I feel as though the absurdity of the statement stands on its own and I can just end this article right here and now. But I'll spell it out just a tad further, because the implications of four white house appointees assuming control over paper ballots run deeper than absurdity.
The double declaration that every aspect of the voting system must be verifiable and that paper ballots must be machine readable reflects the belief of this body that elections must be technology-based.
Verifiability is not an issue unless technology is involved.
Voters marking their paper ballots by hand have, in fact, no need to "verify" that the mark they just made is the mark they intended to make. The act of hand marking the paper ballot is enough verification of their voter intent. Verification is only required when technology has come between the voter and his vote. In these circumstance, voters indeed must try to verify that the machine is correctly capturing their intent. The inherent flaw in the verified voting paradigm, however, is that it is really quite impossible for voters to verify anything a software driven process is doing, because they can not peer inside the bits and bytes of an e-voting machine to see what it is doing with their vote.
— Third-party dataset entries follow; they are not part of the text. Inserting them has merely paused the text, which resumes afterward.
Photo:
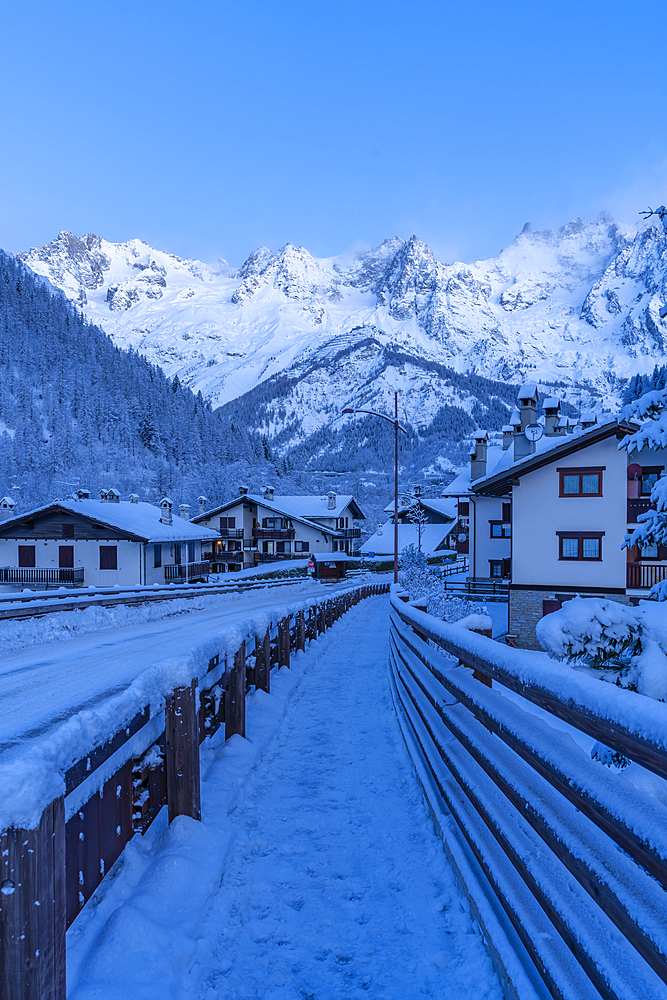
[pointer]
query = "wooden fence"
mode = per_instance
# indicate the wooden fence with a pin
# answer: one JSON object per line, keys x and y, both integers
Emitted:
{"x": 564, "y": 861}
{"x": 47, "y": 874}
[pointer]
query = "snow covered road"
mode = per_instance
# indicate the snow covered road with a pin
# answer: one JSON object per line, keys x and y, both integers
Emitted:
{"x": 331, "y": 881}
{"x": 47, "y": 683}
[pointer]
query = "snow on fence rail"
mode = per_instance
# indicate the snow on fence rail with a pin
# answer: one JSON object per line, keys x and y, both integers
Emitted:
{"x": 68, "y": 809}
{"x": 558, "y": 854}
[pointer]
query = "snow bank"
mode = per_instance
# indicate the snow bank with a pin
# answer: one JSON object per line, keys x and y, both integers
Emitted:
{"x": 29, "y": 782}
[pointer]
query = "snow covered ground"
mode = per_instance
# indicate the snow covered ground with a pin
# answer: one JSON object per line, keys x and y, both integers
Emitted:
{"x": 316, "y": 872}
{"x": 73, "y": 660}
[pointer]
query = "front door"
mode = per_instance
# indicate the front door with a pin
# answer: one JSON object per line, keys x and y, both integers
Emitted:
{"x": 66, "y": 556}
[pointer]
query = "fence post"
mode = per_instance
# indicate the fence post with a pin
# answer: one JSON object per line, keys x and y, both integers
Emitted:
{"x": 477, "y": 674}
{"x": 235, "y": 696}
{"x": 181, "y": 741}
{"x": 33, "y": 910}
{"x": 283, "y": 642}
{"x": 263, "y": 662}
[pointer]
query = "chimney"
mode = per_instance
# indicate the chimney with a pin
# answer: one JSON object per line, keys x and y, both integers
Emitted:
{"x": 478, "y": 456}
{"x": 528, "y": 404}
{"x": 165, "y": 505}
{"x": 6, "y": 508}
{"x": 552, "y": 426}
{"x": 508, "y": 436}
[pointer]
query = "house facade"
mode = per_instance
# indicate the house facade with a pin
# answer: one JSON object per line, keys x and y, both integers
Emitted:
{"x": 99, "y": 543}
{"x": 573, "y": 498}
{"x": 256, "y": 528}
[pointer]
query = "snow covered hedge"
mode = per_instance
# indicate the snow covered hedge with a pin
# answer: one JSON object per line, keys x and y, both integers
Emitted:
{"x": 424, "y": 581}
{"x": 628, "y": 645}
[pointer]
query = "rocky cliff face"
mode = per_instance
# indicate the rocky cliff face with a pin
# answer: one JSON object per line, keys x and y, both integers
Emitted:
{"x": 584, "y": 304}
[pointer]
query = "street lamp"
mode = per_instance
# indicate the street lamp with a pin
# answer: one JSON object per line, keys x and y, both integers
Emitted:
{"x": 397, "y": 428}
Verifiable voting is nothing more than a confidence game.
Hence the title of HR 811: "Increased Voter Confidence Act". Voters do not need confidence that their votes are verifiable. They need checks and balances to ensure that their votes are cast and counted as intended.
The nation has historically depended on voter intent as the ultimate arbiter for election integrity.
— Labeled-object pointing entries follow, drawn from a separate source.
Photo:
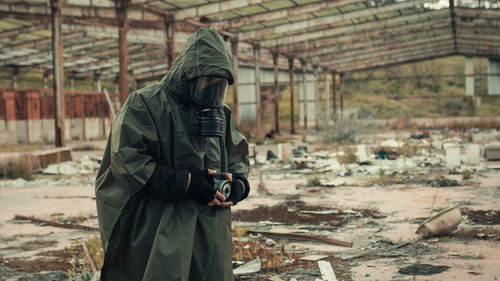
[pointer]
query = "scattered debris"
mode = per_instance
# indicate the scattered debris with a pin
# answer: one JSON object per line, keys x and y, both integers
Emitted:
{"x": 53, "y": 156}
{"x": 482, "y": 217}
{"x": 302, "y": 236}
{"x": 313, "y": 257}
{"x": 56, "y": 224}
{"x": 326, "y": 270}
{"x": 87, "y": 165}
{"x": 252, "y": 266}
{"x": 299, "y": 212}
{"x": 440, "y": 224}
{"x": 423, "y": 269}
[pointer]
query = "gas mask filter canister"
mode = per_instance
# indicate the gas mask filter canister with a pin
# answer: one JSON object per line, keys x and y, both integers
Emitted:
{"x": 208, "y": 95}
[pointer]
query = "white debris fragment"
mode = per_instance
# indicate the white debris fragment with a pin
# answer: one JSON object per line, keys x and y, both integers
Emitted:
{"x": 63, "y": 168}
{"x": 452, "y": 156}
{"x": 270, "y": 242}
{"x": 362, "y": 154}
{"x": 392, "y": 143}
{"x": 252, "y": 266}
{"x": 313, "y": 257}
{"x": 322, "y": 212}
{"x": 326, "y": 270}
{"x": 332, "y": 183}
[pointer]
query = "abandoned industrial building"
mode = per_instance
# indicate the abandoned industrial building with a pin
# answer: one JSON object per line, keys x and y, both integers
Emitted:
{"x": 305, "y": 76}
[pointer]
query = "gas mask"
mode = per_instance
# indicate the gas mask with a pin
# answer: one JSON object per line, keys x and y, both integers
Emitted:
{"x": 208, "y": 95}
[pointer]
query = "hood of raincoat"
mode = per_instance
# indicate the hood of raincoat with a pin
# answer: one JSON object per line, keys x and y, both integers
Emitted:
{"x": 205, "y": 54}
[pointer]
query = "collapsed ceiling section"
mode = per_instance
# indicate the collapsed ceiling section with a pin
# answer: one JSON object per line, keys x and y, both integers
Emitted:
{"x": 336, "y": 36}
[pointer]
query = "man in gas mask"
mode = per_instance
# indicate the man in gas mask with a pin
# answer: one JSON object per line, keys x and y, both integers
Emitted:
{"x": 161, "y": 216}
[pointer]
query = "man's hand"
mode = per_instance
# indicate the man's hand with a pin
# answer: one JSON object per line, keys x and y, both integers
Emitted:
{"x": 237, "y": 191}
{"x": 219, "y": 198}
{"x": 200, "y": 188}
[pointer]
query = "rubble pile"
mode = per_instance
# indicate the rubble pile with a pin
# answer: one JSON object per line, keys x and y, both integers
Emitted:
{"x": 414, "y": 161}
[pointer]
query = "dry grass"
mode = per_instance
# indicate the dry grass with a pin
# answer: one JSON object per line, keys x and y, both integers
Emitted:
{"x": 272, "y": 257}
{"x": 17, "y": 167}
{"x": 349, "y": 156}
{"x": 81, "y": 269}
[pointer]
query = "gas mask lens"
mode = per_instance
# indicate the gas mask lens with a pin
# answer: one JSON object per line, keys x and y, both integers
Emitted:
{"x": 209, "y": 92}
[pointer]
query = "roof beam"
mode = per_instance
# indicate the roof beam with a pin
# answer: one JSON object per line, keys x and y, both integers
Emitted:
{"x": 326, "y": 20}
{"x": 281, "y": 13}
{"x": 384, "y": 46}
{"x": 47, "y": 56}
{"x": 214, "y": 8}
{"x": 348, "y": 57}
{"x": 139, "y": 18}
{"x": 329, "y": 32}
{"x": 395, "y": 59}
{"x": 453, "y": 23}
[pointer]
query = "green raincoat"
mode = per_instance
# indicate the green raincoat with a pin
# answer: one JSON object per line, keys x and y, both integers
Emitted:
{"x": 149, "y": 228}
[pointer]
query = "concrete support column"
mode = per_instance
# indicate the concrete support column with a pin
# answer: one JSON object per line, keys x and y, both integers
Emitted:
{"x": 469, "y": 76}
{"x": 121, "y": 7}
{"x": 15, "y": 72}
{"x": 45, "y": 80}
{"x": 260, "y": 129}
{"x": 58, "y": 80}
{"x": 334, "y": 91}
{"x": 97, "y": 82}
{"x": 304, "y": 92}
{"x": 169, "y": 28}
{"x": 493, "y": 77}
{"x": 316, "y": 98}
{"x": 236, "y": 103}
{"x": 292, "y": 109}
{"x": 326, "y": 94}
{"x": 341, "y": 94}
{"x": 276, "y": 93}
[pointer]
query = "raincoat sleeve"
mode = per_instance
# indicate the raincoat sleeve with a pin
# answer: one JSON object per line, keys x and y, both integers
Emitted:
{"x": 134, "y": 145}
{"x": 237, "y": 150}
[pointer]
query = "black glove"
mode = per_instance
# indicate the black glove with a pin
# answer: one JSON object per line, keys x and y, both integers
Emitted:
{"x": 237, "y": 190}
{"x": 240, "y": 189}
{"x": 200, "y": 188}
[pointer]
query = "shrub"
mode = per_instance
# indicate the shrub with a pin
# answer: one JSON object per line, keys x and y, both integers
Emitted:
{"x": 17, "y": 167}
{"x": 345, "y": 129}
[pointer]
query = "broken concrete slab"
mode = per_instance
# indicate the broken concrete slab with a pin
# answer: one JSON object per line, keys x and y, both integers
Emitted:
{"x": 326, "y": 270}
{"x": 252, "y": 266}
{"x": 492, "y": 151}
{"x": 52, "y": 156}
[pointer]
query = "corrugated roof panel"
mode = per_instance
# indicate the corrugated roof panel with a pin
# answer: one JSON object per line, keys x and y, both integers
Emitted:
{"x": 327, "y": 12}
{"x": 275, "y": 22}
{"x": 223, "y": 16}
{"x": 352, "y": 7}
{"x": 301, "y": 17}
{"x": 43, "y": 32}
{"x": 388, "y": 15}
{"x": 251, "y": 27}
{"x": 364, "y": 19}
{"x": 19, "y": 22}
{"x": 250, "y": 10}
{"x": 162, "y": 5}
{"x": 5, "y": 25}
{"x": 300, "y": 2}
{"x": 27, "y": 36}
{"x": 278, "y": 4}
{"x": 188, "y": 3}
Voter intent can only be properly discerned on a hand marked, hand cast, hand counted paper ballot. Voter intent is vastly superior to the ambiguous concept of verifiability when it comes to guaranteeing the citizenry free, fair, open and democratic elections.
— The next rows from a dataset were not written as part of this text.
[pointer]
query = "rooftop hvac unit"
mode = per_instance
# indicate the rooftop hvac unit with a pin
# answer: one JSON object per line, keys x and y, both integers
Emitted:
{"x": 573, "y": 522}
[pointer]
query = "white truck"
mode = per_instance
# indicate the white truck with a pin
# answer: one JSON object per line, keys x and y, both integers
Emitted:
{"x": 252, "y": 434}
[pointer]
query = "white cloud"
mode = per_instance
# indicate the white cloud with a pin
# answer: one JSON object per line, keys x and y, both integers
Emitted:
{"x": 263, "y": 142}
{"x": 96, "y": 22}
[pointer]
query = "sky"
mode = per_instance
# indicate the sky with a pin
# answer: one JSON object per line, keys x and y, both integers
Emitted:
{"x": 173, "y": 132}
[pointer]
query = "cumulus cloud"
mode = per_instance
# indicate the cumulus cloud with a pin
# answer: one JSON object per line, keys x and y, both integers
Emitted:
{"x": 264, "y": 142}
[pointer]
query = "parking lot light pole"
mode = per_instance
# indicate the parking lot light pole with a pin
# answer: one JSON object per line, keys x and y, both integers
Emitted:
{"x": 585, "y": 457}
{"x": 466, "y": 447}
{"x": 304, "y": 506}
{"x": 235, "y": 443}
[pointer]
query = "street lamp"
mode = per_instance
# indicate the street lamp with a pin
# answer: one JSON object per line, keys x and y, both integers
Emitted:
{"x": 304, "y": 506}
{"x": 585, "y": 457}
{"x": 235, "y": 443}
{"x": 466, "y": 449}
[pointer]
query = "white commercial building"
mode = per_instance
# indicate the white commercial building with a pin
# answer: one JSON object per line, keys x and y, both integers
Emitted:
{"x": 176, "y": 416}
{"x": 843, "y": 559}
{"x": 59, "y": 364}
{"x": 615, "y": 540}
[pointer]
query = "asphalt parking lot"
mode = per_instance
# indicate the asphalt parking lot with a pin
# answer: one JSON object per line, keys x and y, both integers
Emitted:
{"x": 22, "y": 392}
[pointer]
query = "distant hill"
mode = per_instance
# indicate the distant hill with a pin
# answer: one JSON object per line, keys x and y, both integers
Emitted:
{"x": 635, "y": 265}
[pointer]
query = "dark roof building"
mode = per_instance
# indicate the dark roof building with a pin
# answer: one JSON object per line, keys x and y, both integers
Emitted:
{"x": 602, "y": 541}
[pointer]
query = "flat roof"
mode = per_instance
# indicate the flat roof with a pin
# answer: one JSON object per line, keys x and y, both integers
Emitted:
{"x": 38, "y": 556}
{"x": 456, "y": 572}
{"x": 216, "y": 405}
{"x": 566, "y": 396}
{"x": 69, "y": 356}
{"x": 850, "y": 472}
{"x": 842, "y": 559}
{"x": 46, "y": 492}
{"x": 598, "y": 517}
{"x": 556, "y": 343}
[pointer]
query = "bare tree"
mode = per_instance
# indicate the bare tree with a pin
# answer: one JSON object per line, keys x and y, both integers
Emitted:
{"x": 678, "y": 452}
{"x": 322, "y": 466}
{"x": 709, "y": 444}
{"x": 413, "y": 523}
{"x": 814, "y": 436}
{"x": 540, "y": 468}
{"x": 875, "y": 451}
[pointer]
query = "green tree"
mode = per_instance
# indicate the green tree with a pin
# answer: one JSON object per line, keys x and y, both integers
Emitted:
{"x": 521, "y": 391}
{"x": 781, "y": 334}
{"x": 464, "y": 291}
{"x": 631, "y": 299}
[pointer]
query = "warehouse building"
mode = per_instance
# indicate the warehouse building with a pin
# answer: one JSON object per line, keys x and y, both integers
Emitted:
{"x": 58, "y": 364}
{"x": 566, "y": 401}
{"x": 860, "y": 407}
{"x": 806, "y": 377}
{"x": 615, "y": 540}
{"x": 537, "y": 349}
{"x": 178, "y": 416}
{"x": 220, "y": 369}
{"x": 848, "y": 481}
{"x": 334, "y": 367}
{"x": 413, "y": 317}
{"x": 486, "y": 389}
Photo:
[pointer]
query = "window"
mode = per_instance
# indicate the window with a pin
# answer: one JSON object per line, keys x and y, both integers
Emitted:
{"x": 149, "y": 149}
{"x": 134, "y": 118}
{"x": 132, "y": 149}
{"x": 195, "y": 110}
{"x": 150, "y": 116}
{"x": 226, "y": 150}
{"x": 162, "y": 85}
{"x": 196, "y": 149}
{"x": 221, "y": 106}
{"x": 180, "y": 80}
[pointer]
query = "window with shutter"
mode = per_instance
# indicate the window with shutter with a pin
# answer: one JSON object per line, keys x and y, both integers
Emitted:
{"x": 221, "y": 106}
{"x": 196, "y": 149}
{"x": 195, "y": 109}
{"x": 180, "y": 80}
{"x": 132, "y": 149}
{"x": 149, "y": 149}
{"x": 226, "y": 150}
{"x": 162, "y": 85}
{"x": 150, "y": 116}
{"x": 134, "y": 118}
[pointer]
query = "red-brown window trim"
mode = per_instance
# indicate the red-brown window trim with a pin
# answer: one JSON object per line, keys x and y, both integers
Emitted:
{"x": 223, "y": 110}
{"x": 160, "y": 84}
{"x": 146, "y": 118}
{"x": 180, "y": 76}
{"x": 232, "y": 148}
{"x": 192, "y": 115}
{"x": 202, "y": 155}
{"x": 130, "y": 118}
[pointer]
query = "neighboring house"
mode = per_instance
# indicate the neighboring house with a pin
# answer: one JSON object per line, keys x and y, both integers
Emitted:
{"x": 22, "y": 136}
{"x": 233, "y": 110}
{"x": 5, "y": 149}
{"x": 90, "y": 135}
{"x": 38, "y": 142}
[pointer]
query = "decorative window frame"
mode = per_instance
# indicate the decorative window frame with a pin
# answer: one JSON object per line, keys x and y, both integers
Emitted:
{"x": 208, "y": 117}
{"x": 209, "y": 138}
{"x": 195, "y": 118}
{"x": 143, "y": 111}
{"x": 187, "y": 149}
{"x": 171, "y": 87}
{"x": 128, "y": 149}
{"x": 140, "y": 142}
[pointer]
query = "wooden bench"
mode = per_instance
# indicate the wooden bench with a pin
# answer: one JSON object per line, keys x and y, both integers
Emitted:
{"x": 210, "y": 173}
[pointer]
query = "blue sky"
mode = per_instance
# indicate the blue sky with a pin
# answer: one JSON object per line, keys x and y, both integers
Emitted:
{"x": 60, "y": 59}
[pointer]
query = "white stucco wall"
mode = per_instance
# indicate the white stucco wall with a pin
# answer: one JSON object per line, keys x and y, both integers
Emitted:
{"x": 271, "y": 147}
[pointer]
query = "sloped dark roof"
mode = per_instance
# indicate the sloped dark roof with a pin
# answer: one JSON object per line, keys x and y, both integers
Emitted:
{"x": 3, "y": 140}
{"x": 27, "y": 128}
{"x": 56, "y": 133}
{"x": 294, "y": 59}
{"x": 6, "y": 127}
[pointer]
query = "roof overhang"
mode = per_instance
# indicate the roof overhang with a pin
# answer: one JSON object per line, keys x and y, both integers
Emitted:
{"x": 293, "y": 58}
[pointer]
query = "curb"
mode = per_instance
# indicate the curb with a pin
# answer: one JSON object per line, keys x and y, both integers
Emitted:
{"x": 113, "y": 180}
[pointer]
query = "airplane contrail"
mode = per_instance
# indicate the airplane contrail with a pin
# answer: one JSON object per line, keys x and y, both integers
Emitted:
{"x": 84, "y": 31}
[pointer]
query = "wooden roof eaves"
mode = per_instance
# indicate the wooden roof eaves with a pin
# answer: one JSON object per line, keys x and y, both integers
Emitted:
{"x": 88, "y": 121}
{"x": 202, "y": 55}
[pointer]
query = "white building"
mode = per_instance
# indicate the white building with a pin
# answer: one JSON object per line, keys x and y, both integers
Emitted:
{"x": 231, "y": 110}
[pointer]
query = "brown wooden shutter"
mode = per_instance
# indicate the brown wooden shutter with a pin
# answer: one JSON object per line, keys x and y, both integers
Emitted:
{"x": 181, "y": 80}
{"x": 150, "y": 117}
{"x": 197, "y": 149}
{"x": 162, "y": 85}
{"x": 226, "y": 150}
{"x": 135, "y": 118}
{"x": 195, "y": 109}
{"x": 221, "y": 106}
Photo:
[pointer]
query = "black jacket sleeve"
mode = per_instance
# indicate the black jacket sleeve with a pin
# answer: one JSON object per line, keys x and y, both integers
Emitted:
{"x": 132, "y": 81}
The EAC, in broadening its purview to paper ballots, is attempting to replace voter intent with verifiability even for paper ballots, which, it says, must conform to a technology-based voting system.
The EAC is proposing that we replace democratic elections with verifiable elections.
This is a profound paradigm shift for the nation, and the decision for such a dramatic change in America's democracy appropriately rests with the citizenry, and not four white house appointees.
I wonder how many American citizens, if asked, would give the consent of the governed to such a change.